I wasn't exactly sure what category this belonged in, home theatre, gadgets, multimedia, etc. 

But, I have a Scientific Atlanta Explorer 8300 HDC, with a hard drive. I usually fill it up pretty fast, and need more space. So, I want to see if there's a way to transfer programs things I've recorded to my computer, who's hard drive has lot's more space and I also have a 2TB external hard drive. 

I'm not sure there's a way to transfer as you do with downloading a video file like an AVI from the internet to your computer. Right now there is one way I have to transfer to things from the DVR to my computer, very indirect. It involves playing the program, letting it run it's full length while recording it onto my DVD recorder which is also connected my tv. Then, once I've burned it onto the DVD, make an ISO of it on my computer.

I suspect I'll have to do the same thing if I want to transfer programs from my DVR to my computer. My DVR does have two firewire ports and a S-video out port. But, my laptop does not have an S-video in port, though it does have a firewire port.

Would it be possible to get something that converts one of my USB ports (either on my computer or my USB hub) to a S-video in port. For example, my computer doesn't has only one audio in port for my headset with microphone, but I have a USB headset with a mic that works just fine.


----------



## NSnub (May 25, 2011)

You can get a video card that has such inputs or an external device which is probably more expensive. 

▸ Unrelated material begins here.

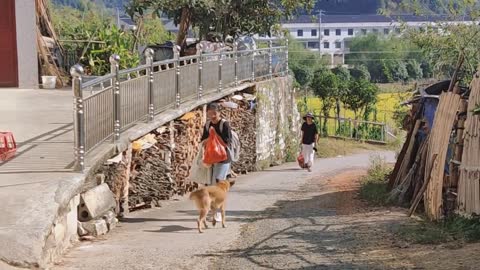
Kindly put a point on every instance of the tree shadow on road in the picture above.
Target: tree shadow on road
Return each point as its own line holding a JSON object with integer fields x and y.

I'm not too familiar with getting content from DVRs though but a way to cut the DVD recorder approach is through the capture card as that can record whatever you see on the TV which essentially is just like the DVD recorder approach except that you're just doing one workload rather than recording + converting. There's probably a way to extract the data from the DVR to the PC however, like I said before I'm unfamiliar with that...


----------